Excavated tailings and contaminated soils from Little Clipper Creek as well as surrounding the residences have been consolidated under the multilayered cap. Surface water is routed around the cap and over the rock-wall buttress, preventing water from infiltrating the mine tailings. Revegetation along Little Clipper Creek occurred in November 2007. Surface water treatment is expected to begin by late spring 2010 after additional treatability studies. Water that is discharging from the mine will be treated to ensure water quality downstream. The primary mechanism is for this stage is coprecipitation of As with ferric iron solids.

Several treatability studies have been conducted, including chemical precipitation (FeCl3 coprecipitation), jar tests, isotherm testing, zero-valent iron (ZVI) column testing, ZVI on-site pilot testing, semipassive treatment lab testing, and constructed microbial mats (Bender et al. 1994).

3. Performance
The primary performance standard for the Mine Area Residences OU Remedial Action was to remove contaminated materials that exceed USEPA’s cleanup standard of 20 mg/kg, except in roadways where contaminated materials were capped with asphalt. Confirmation of performance for the roads was based on visual assessment of the paving activities to ensure that the entire road was covered. To ensure that all contaminated materials were removed from the excavations, confirmation samples were collected from the floor and walls of the excavation in each separate excavation area. Preconstruction sample results of the contaminated materials generally ranged 100–2,200 mg/kg. With the completion of the mine area cap, this action will prevent the further release of mine tailings to the Little Clipper Creek watershed down to Lost Lake.

4. Costs
Capital: $8 million for caps, diversion channels, buttress, and other construction work.
Operation and maintenance: None to date.

5. Regulatory Challenges
None reported.

6. Stakeholder Challenges
Recreational access to the Lost Lake area 1.5 miles downgradient of the mine area where the arsenic-laden sediments have deposited by the drainage system exposes residents to contamination. To minimize this risk, EPA recommended that people limit their contact with the mine tailings and that those who walk along the tailings deposition areas of Little Clipper Creek and Lost Lake rinse their shoes afterward. EPA further recommended that people limit the ingestion of water from Little Clipper Creek and Lost Lake.

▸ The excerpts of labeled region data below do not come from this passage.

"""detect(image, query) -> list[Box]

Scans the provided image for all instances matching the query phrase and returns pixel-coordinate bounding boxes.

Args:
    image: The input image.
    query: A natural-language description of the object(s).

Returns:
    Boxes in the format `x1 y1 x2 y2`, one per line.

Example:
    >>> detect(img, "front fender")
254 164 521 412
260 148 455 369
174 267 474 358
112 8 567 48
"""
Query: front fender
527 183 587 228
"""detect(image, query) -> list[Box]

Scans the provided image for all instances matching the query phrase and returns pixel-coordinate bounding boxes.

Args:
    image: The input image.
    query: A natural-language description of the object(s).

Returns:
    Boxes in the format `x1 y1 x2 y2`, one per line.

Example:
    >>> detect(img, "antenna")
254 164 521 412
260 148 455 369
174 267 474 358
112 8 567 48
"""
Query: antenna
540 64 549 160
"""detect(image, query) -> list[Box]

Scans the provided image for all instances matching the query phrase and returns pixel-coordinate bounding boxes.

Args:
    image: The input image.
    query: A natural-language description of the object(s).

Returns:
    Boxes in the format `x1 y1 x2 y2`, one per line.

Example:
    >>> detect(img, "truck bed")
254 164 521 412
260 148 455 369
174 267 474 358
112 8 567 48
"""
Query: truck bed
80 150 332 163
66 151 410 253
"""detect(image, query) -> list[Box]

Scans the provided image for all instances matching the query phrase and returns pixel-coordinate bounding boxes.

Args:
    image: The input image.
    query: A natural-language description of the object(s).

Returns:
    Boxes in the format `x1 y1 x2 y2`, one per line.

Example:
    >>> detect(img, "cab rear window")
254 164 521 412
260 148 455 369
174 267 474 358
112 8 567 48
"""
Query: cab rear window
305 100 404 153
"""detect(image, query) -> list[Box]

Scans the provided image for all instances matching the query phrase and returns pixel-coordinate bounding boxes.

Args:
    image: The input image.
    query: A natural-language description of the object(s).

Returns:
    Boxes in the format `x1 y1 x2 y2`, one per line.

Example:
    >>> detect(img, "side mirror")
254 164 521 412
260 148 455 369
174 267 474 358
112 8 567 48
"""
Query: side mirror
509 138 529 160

7. Other Challenges and Lessons Learned
The project capital costs for the remedial action at the Mine Area Residences Operable Unit were somewhat higher than the estimate, and a portion of that was attributed to overly optimistic estimates of the amount of time that would be required to complete the construction and underestimating the difficulties in working around a difficult tenant residing in the construction area. Schedule estimates and oversight cost estimates need to account for potential unforeseen difficulties that may be encountered in the field, particularly on a relatively small construction project where the oversight costs are a larger portion of the project total.

Effort should be expended prior to construction to ensure that a source of clean backfill is available locally that meets the project requirements. Although a number of sources of fill were identified, they all contained arsenic at concentrations in excess of the cleanup goal of 20 mg/kg because much of the local soil in the region comes from the weathered bedrock of this mineralized area.

Residents are concerned about vehicles on private roads and in the neighborhood. There are also low water yields reported in some residential wells just south of the mine area. Treatment process is ongoing in an attempt to find a low-cost, low-maintenance option for treating contaminated water.

8. References
Bender, J., J. P. Gould, Y. Vatcharapijarn, J. S. Young, and P. Phillips. 1994. “Removal of Zinc and Manganese from Contaminated Water with Cyanobacteria Mats,” Water Environment Research 66(5): 679–83.

California Department of Toxic Substances Control. n.d. “Lava Cap Mine Envirostor Website.” www.envirostor.dtsc.ca.gov/public/profile_report.asp?global_id=29100004.